The Nigeria Labour Congress, NLC is set to implement the rule of ‘no pay, no work’ to stamp out salary liabilities of up to three months in all state councils.
The NLC president, Mr. Ayuba Wabba, on Sunday revealed this in Abuja when he featured on the News Agency of Nigeria (NAN). He said the union has given instructions to all state council to apply the rule.
“We have given instructions to all of our state councils that where there is liability of salary up to three months, they should also apply the rule of `no pay, no work’ it is not only `no work, no pay.’
“You can also apply the rule in a reverse order of `no pay, no work’ and that is legitimate because the law provides that after 30 days of working, the worker is entitled to be paid,” Wabba said.
In his opinion people who have put in their best or those in the system trying to put in their best will not be encouraged if non-payment of salaries persists in every state, hence the issue must be addressed.
The NLC president also said his team will do everything within their means and power to try to continue to protect all government workers. According to him, workers must be seen as an asset to the country and not to be burdened with these challenges.

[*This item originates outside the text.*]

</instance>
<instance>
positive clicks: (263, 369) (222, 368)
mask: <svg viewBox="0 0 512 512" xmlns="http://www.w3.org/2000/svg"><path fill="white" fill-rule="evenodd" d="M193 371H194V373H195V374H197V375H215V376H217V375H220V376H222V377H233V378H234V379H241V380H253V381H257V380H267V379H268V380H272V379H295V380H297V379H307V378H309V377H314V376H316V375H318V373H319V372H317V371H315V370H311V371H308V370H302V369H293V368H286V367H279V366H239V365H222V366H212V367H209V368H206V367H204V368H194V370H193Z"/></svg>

Mr. Wabba also disclosed that NLC took inventory of the liability of pension, gratuity and salaries, during a meeting with the state councils, and the data was alarming.
In his words, “When you see the data of how much it stands today of liabilities that workers have not been paid, the worst is that of gratuity which some states have a liability of up to 10 years.
Wabba expressed that people who have been in service for 30 or 35 years were not paid a dime after retirement, adding that “it is only slaves that will work and not receive their entitlement.”
He decried a situation where the political leaders do not see the payment of workers’ salaries as important but as waste. While some governors would prefer to award bogus contracts rather than pay workers their wages.
According to the NLC leader, everywhere in the world workers are seen and placed appropriately for them to contribute their quota, but in Nigeria, due to the neglect and non-payment of workers’ salaries, productivity has been at the lowest point.